Songs like these force us to examine our actions and rationales as Christians. As noted in the satirical "Ballad in Plain Red," we often blur the line between what works and what's right, consequently "turning shepherds into sheep and leaders into celebrities." I wish Christian radio would pick up "T-Shirts," because all believers could use a cold dose of truth when it comes to how we misrepresent ourselves to others: "They'll know us by reasons we divide, and how we can't seem to unify/Because we've gotta sing songs a certain style/Or we'll walk right down that aisle/And just leave 'em all behind." The straightforward-yet-insightful "I Repent" gives a brilliant dissection of spiritual legalism at odds with God's gift of grace, which is thoughtfully expressed in an adaptation of the 19th century hymn "The Strong, the Tempted, & the Weak."
With so many great songs to Webb's credit, it's no surprise that these are so strongly and powerfully written. But he stretches himself further by recording an album that doesn't rely on the usual acoustic pop sound of Caedmon's Call and his solo debut. More floating and experimental sounding than before, this is stylistically closer to the music of Wilco, Over the Rhine, and The Normals—which is especially ironic considering The Normals' Andrew Osenga has since replaced Webb in Caedmon's Call.
This extraordinary album was self-produced by Webb with consistent input from a terrific five-man studio band—check out Paul Moak's multi-instrumentation, Cason Cooley's dreamlike keyboard effects, and Will Sayles' breakout drumming. Much of the album was also recorded at Webb's home, allowing him the convenience to wait for the right mood and conditions to lay down his vocal tracks. There's an impressive variety in his singing to capture the mood of the songs just right—sometimes bright and upbeat, sometimes tired and gritty.

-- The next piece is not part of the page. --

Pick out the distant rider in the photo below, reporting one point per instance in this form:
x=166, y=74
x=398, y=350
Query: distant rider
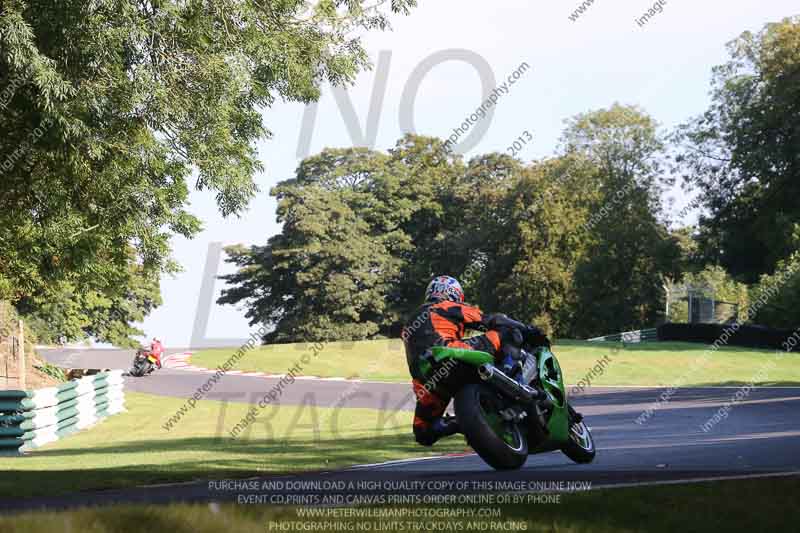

With all of this in mind, different doesn't always endear, and Webb is first to admit that not everyone will embrace this album's sound and message—allow me to be the second. Webb undermines himself the most by allowing the simple and beautiful worship of "We Come to You" to needlessly run for more than eight minutes. Though all the songs are still rooted in Webb's melodic folk/pop sensibilities, the overall atmosphere is somewhat darker and moodier. Unlike the more pop-friendly songs that Caedmon's Call has become known for in recent years, this is not a hook-laden recording that will find its way on to Christian radio. Think of it as the musical equivalent to an art film—brainy, visionary, and virtually everything a blockbuster is not.